De cette collaboration exceptionnelle, nous avons retenu trois leçons. D’abord, qu’il faut embrasser le hasard. L’imperfection actuelle – et temporaire – de ces outils recèle un formidable potentiel esthétique et humoristique: profitons-en! En couverture de cette édition, nous avons choisi non pas une image créée à partir d’une demande formelle (les essais que nous avons faits en ce sens se sont révélés étrangement décevants), mais une image «accidentelle», le produit fortuit de tentatives hasardeuses, une image qu’aucun être humain n’avait imaginée. Nous aurions pu la reléguer au bêtisier, nous en avons fait la une.

Deuxième leçon: nous avons vite compris qu’un générateur d’images ne peut pas tout. Pour l’heure, les possibilités de représenter des personnalités existantes ou des lieux précis restent limitées (mais cela progresse très vite). Raison pour laquelle nous avons soigneusement évité d’inscrire à ce sommaire des interviews ou des reportages qui auraient requis une iconographie documentaire. On ne fait pas ce genre de numéro spécial sans quelques contorsions éditoriales.

Troisième leçon – la plus importante: le travail de génération d’images ne peut pas être confié à n’importe qui. Seule une personne qui a l’expérience de la production, de l’édition et de la sélection d’images est capable de trouver les bonnes solutions dans l’abondance déroutante qu’offrent ces plateformes.

Entamer l'apprentissage

Alors non, les éditeurs de presse ne pourront pas, demain, se passer entièrement de leurs photographes ni de leurs services icono. En revanche, il est évident que le travail de ces derniers est amené à changer en profondeur. Chaque avancée technologique charrie son lot de craintes. Quels emplois, quel travail, ces logiciels sont-ils en train de menacer? Ceux des artistes? Certainement pas. Elles et eux s’approprieront (ou pas) ce nouveau médium, qui viendra augmenter leur pratique, la diversifier, la bousculer, sans doute pour le meilleur (le portfolio de ce numéro en fait l’étincelante démonstration). En revanche, les craintes légitimes sont du côté des «créatifs» à la petite semaine, tous les fabricants d’images médiocres qui pondent à la commande des illustrations prétextes et des campagnes de pub moches.

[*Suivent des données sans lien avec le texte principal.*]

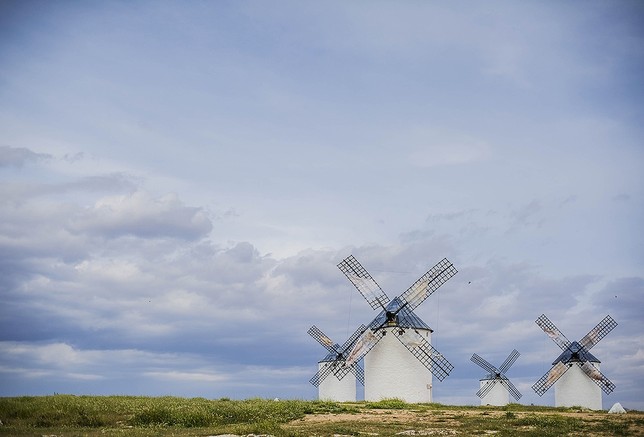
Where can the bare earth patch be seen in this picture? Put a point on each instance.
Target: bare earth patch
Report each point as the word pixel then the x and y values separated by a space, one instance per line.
pixel 447 422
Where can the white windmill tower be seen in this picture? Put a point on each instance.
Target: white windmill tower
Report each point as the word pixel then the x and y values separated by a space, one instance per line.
pixel 390 372
pixel 332 378
pixel 495 387
pixel 575 373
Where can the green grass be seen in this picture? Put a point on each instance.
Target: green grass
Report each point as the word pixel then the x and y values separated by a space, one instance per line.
pixel 67 415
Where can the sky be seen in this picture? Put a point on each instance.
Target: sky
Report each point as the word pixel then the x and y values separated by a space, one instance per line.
pixel 179 180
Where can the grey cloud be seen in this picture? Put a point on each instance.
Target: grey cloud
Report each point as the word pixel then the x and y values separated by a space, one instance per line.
pixel 140 215
pixel 19 156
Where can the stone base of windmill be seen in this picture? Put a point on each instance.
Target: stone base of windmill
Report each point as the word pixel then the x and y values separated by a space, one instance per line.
pixel 575 388
pixel 338 390
pixel 391 371
pixel 497 396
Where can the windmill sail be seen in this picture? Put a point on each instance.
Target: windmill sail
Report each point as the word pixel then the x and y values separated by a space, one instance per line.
pixel 362 280
pixel 549 378
pixel 575 353
pixel 598 332
pixel 428 284
pixel 553 332
pixel 597 377
pixel 336 364
pixel 496 376
pixel 367 341
pixel 425 353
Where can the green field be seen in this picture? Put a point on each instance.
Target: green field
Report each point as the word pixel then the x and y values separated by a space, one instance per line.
pixel 67 415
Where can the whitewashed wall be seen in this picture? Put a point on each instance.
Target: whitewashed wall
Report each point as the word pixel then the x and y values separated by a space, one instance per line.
pixel 391 371
pixel 498 395
pixel 576 388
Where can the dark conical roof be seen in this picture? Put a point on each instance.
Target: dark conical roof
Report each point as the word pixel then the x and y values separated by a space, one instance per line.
pixel 406 318
pixel 330 356
pixel 575 353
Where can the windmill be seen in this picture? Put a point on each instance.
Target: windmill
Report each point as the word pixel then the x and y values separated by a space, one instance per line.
pixel 496 388
pixel 575 373
pixel 389 371
pixel 336 387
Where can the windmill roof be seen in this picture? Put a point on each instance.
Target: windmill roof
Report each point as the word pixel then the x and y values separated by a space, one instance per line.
pixel 406 318
pixel 330 356
pixel 576 353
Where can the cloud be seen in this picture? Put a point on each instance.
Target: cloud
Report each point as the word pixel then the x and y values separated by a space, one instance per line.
pixel 140 215
pixel 19 156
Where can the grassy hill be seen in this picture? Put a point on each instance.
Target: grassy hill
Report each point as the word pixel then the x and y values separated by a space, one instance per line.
pixel 67 415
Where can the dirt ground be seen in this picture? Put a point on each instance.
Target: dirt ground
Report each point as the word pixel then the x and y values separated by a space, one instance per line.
pixel 454 422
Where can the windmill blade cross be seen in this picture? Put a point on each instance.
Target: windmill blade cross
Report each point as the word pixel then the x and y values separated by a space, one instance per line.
pixel 428 284
pixel 553 332
pixel 509 361
pixel 348 345
pixel 486 365
pixel 425 353
pixel 516 394
pixel 321 374
pixel 598 332
pixel 483 391
pixel 362 280
pixel 597 377
pixel 550 377
pixel 323 339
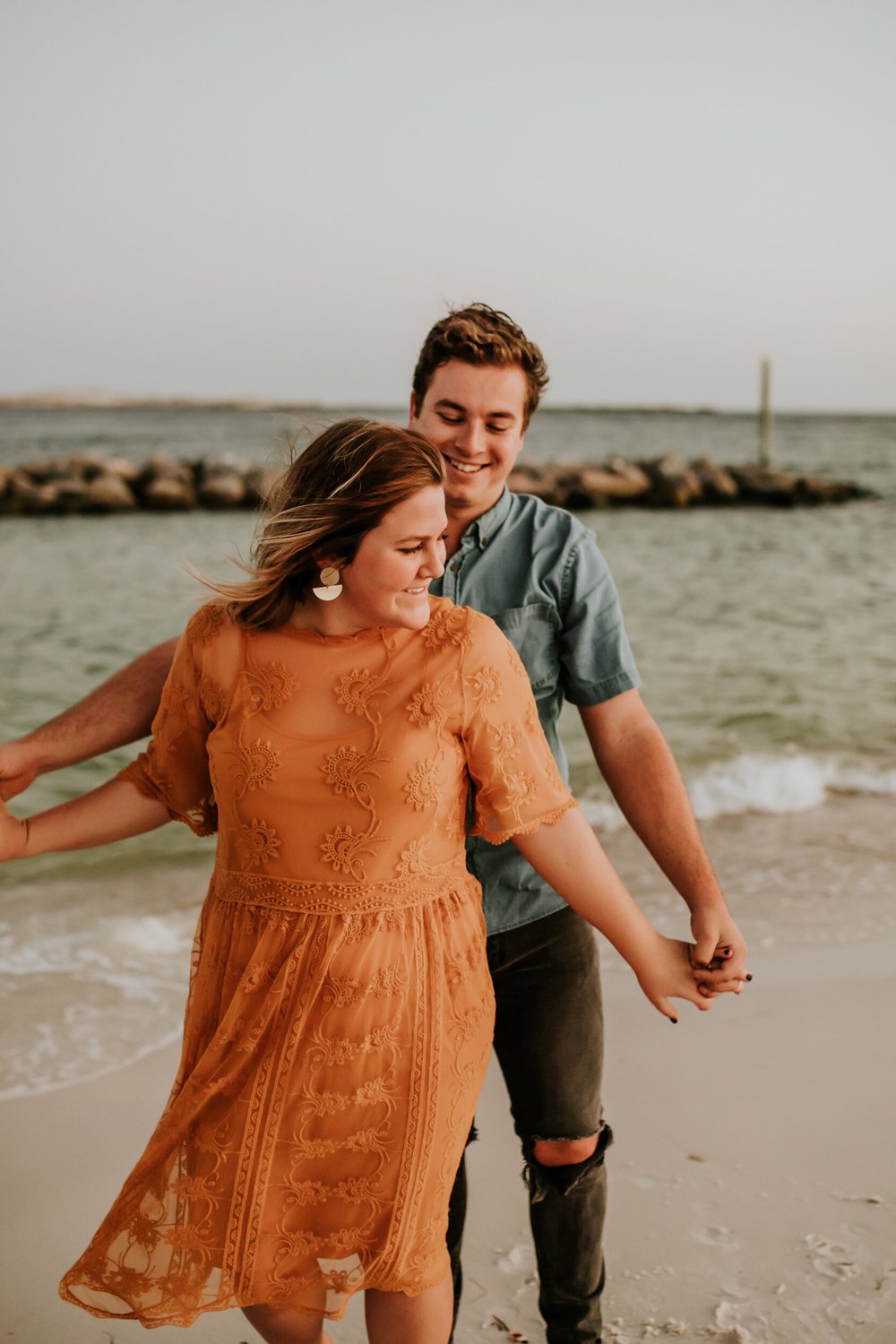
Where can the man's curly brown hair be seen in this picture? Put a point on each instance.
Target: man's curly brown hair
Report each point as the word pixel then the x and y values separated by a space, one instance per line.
pixel 481 335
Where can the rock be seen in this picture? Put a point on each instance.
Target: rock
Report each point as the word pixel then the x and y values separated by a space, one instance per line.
pixel 525 483
pixel 261 483
pixel 719 486
pixel 27 496
pixel 570 488
pixel 70 491
pixel 672 484
pixel 108 494
pixel 88 465
pixel 168 492
pixel 813 489
pixel 124 468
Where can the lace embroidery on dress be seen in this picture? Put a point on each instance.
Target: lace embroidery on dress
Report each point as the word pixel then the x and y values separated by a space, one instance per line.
pixel 340 1008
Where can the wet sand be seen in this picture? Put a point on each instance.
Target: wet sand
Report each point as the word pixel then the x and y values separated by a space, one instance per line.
pixel 753 1185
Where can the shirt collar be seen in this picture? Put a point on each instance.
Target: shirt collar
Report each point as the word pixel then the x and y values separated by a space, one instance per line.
pixel 482 529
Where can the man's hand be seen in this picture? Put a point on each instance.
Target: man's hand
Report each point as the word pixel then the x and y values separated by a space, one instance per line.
pixel 19 768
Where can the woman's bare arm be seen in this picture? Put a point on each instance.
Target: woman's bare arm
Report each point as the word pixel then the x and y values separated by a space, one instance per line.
pixel 115 811
pixel 117 712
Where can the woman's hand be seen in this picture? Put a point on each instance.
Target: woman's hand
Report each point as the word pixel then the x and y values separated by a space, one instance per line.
pixel 13 835
pixel 668 975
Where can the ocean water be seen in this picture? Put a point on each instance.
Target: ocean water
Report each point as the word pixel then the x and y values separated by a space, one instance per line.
pixel 766 642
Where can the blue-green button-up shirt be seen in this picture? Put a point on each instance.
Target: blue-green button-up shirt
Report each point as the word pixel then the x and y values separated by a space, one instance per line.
pixel 538 574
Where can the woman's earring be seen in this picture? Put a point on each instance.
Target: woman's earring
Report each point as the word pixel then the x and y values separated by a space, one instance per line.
pixel 332 586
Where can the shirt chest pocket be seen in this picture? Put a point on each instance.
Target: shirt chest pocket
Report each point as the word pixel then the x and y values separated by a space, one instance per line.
pixel 533 633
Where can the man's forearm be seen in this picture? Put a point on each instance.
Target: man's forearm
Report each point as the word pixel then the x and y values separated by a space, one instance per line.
pixel 117 712
pixel 635 761
pixel 645 781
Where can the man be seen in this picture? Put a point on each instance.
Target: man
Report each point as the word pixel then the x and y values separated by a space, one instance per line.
pixel 538 573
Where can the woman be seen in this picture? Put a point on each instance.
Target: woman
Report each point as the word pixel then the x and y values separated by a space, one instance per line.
pixel 325 718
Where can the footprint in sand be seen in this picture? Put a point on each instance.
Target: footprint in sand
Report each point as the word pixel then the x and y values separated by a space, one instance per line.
pixel 829 1258
pixel 716 1236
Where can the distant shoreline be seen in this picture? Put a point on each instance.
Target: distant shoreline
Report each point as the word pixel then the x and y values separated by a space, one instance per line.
pixel 113 402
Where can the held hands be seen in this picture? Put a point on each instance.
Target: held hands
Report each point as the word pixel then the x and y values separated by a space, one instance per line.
pixel 18 769
pixel 668 973
pixel 13 835
pixel 720 952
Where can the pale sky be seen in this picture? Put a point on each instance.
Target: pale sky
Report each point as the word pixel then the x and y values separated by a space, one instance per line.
pixel 277 199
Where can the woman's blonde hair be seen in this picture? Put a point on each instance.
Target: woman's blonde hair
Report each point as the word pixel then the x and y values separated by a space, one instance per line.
pixel 333 494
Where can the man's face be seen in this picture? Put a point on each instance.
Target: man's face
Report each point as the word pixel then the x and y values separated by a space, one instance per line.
pixel 476 417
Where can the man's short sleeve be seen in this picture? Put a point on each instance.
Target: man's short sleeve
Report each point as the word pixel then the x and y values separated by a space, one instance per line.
pixel 595 658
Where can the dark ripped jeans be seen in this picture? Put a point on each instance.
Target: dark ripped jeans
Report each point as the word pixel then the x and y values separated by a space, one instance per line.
pixel 548 1038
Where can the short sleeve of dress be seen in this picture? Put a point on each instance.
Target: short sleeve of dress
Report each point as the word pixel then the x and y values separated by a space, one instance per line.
pixel 174 768
pixel 517 784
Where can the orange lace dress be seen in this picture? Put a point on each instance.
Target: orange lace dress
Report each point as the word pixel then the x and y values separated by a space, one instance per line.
pixel 340 1010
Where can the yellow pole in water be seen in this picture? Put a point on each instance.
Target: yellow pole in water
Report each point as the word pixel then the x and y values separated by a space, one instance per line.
pixel 764 413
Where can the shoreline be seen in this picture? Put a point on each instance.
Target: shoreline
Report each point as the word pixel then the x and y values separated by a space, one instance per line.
pixel 750 1195
pixel 745 1207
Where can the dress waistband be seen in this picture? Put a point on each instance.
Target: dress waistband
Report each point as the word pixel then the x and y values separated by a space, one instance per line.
pixel 253 889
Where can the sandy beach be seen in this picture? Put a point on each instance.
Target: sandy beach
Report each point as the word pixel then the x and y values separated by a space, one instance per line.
pixel 753 1191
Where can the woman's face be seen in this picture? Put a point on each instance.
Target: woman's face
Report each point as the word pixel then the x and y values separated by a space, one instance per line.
pixel 387 581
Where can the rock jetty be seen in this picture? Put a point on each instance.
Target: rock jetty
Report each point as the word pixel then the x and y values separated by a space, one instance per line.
pixel 93 484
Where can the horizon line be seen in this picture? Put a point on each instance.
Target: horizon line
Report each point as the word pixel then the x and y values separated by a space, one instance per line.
pixel 89 400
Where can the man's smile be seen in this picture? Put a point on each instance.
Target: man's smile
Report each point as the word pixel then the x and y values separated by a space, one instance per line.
pixel 466 468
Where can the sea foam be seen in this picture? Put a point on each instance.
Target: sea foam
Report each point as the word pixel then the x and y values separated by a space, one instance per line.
pixel 769 784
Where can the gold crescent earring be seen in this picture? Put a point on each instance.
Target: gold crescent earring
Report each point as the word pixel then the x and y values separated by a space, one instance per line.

Comme tous les progrès techniques importants, la génération d’images va redistribuer les cartes: des modèles d’affaires mourront et d’autres naîtront de leurs cendres. Comme toutes les révolutions, celle-ci profitera à celles et ceux qui, à l’usage et à la réflexion, en comprendront tôt les potentiels et les limites. Nous, au magazine T, nous venons d’entamer cet apprentissage.